The biggest difference is that the texture sharpness now is exactly the same as with no AA applied. (Compare NO AA vs. these settings: Imgsli)
Here you can compare the default AA’s sharpness vs. these settings: Imgsli

And here you can see the temporal stability is maintained.

New settings


r.TemporalAACurrentFrameWeight 0.1
r.TemporalAASamples 4
r.Tonemapper.Sharpen 0.5

New camera adjustment logic
I tweaked the blueprint to adjust the settings based on camera movement. Combined with these settings it seems to work very well.

You can copy & paste this into your blueprint to get the code: blueprint · GitHub
PS: I’ve set the max FrameWeight to 0.35. This seems to be a good balance between temporal stability and ghosting.

But only if you entertain specular aliasing, and some cheeky noise once you turn your camera around :stuck_out_tongue:

Well, I’m not a big fan of using Tonemapper sharpen to solve ghosting issues. It introduces artifacting of its own.
Tweaking current frame weight based on world speed of the camera might seem situationally useful for certain games. You can also scale final blend by velocity data in the shader.

Problem with using reduced samples for TAA, is that at 4 samples, you are just using typical MSAA jitter offset pattern. It reduces TAA effectiveness to some degree as opposed to Halton sequence at 5 samples and above.

Improving TAA ,in my view, should be probably separated into two parts. The first part is coming up with better way of history clamping(I believe that I’ve read somewhere that orienting and stretching neightbour sampling pattern in direction of velocity helps, but haven’t tried it.).
The second part would be a better solution to calculating velocity offset based on depth difference. Right now the cross pattern with offset of 2 is used used by default. I’ve actually had some limited success with using a larger SNN filter for that, which blurs the borders of objects more, but results in less overall smearing of multiple layers of moving objects. This one in particular relates to foliage.
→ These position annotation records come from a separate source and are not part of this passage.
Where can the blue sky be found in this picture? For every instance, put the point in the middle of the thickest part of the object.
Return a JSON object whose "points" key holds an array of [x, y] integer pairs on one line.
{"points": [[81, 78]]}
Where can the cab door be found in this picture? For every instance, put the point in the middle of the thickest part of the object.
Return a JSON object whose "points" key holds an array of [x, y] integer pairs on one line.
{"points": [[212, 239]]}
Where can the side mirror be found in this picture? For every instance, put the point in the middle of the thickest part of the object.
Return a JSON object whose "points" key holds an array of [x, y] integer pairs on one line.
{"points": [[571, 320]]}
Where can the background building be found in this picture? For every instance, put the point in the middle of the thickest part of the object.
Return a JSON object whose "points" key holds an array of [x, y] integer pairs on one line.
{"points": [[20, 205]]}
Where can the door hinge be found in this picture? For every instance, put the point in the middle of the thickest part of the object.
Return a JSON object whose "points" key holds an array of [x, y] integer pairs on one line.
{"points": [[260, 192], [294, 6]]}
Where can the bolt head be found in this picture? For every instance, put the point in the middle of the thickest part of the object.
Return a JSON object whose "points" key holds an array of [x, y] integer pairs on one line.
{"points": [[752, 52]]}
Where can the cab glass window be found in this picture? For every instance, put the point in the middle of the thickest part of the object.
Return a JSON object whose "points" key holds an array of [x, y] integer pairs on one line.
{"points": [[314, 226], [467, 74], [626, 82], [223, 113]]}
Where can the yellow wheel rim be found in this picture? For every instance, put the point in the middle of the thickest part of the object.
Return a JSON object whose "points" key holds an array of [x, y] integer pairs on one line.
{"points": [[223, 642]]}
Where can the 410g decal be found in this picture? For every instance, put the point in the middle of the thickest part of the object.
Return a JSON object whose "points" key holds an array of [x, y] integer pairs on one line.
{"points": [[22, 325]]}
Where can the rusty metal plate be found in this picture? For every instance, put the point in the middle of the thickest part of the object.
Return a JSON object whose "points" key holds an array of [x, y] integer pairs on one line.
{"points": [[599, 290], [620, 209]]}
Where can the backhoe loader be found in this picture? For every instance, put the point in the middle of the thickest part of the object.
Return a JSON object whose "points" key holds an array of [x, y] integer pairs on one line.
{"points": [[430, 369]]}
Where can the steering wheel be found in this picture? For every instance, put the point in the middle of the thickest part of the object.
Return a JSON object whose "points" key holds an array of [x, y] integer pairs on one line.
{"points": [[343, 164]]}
The sharpen is to “re-sharpen” the image since blur is a side effect of TAA.

It seems there are two scenarios. With and without motion blur. And I can only seem to produce ghosting with motion blur enabled.
The good thing is that it seems without motion blur higher sample count and lower FrameWeight works nicely.

So I see it as two separate problems.

  1. TAA introduces blur. Using sharpen at 0.5 seems to nullify that. (if you sharpen without TAA you would of course over-sharpen the image)
  2. Camera Motion blur introduces ghosting.